Voilà! Now all your HTTP requests are automatically redirected to HTTPS, keeping everything safe and sound.

Putting It All Together

Combining all these security measures is where the magic happens. You get a robust and secure Spring Boot application that stands tough against web vulnerabilities.

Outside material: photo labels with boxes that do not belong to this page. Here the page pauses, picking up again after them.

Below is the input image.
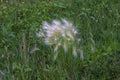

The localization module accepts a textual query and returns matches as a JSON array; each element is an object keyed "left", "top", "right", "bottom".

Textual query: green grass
[{"left": 0, "top": 0, "right": 120, "bottom": 80}]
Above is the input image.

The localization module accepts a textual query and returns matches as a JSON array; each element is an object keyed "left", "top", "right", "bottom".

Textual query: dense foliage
[{"left": 0, "top": 0, "right": 120, "bottom": 80}]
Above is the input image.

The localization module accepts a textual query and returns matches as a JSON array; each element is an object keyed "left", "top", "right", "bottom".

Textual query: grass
[{"left": 0, "top": 0, "right": 120, "bottom": 80}]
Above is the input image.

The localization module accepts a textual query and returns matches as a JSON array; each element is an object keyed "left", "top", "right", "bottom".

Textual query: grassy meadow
[{"left": 0, "top": 0, "right": 120, "bottom": 80}]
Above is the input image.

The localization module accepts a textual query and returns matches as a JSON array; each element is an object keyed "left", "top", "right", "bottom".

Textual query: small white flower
[{"left": 73, "top": 47, "right": 77, "bottom": 57}]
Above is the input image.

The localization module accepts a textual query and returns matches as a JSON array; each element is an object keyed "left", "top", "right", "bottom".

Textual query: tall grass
[{"left": 0, "top": 0, "right": 120, "bottom": 80}]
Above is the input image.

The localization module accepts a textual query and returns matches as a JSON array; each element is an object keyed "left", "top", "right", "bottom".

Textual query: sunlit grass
[{"left": 0, "top": 0, "right": 120, "bottom": 80}]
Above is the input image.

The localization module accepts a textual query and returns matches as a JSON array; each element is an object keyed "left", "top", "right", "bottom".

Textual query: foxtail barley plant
[{"left": 37, "top": 19, "right": 83, "bottom": 60}]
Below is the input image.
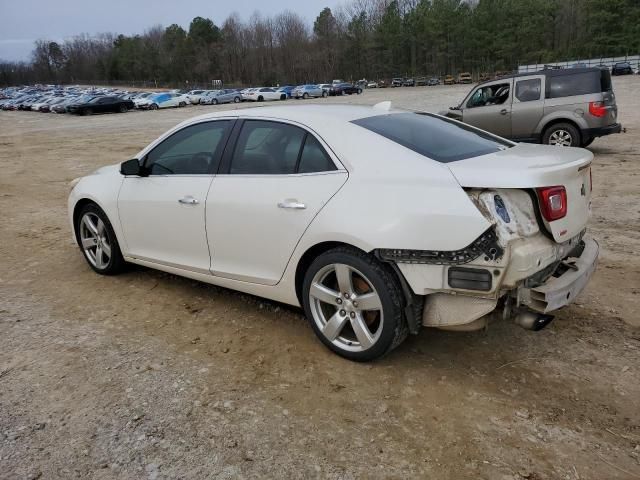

Here’s how you can tie everything together:

@Configuration
@EnableWebSecurity
public class SecurityConfig extends WebSecurityConfigurerAdapter {

    @Override
    protected void configure(HttpSecurity http) throws Exception {
        http.cors().and().csrf((csrf) -> csrf.csrfTokenRepository(CookieCsrfTokenRepository.withHttpOnlyFalse()))
            .authorizeRequests()
            .anyRequest().authenticated();
    }

    @Bean
    public CorsFilter corsFilter() {
        UrlBasedCorsConfigurationSource source = new UrlBasedCorsConfigurationSource();
        CorsConfiguration config = new CorsConfiguration();
        config.setAllowCredentials(true);
        config.addAllowedOrigin("http://localhost:8080");
        config.addAllowedHeader("*");
        config.addAllowedMethod("*");
        source.registerCorsConfiguration("/**", config);
        return new CorsFilter(source);
    }
}

@Configuration
public class WebServerConfig {

    @Bean
    public WebServerFactoryCustomizer<ConfigurableServletWebServerFactory> webServerCustomizer() {
        return (factory -> factory.setPort(8443));
    }

    @Bean
    public ServletWebServerFactory servletContainer() {
        TomcatServletWebServerFactory tomcat = new TomcatServletWebServerFactory();
        tomcat.addAdditionalTomcatConnectors(createHttpConnector());
        return tomcat;
    }

    private Connector createHttpConnector() {
        Connector connector = new Connector("org.apache.coyote.http11.Http11NioProtocol");
        connector.setScheme("http");
        connector.setPort(8080);
        connector.setSecure(false);
        connector.setRedirectPort(8443);
        return connector;
    }
}

Wrapping Up

Securing your Spring Boot application shouldn’t give you nightmares. By enabling CORS, implementing CSRF protection, and using HTTPS, you can sleep easy knowing your application is safe from common threats. Just take things step by step, configure these settings carefully, and enjoy the peace of mind that comes with a robustly secured application.

And remember, your users might not see what’s under the hood, but they’ll definitely appreciate the protection you’ve put in place to keep their data safe.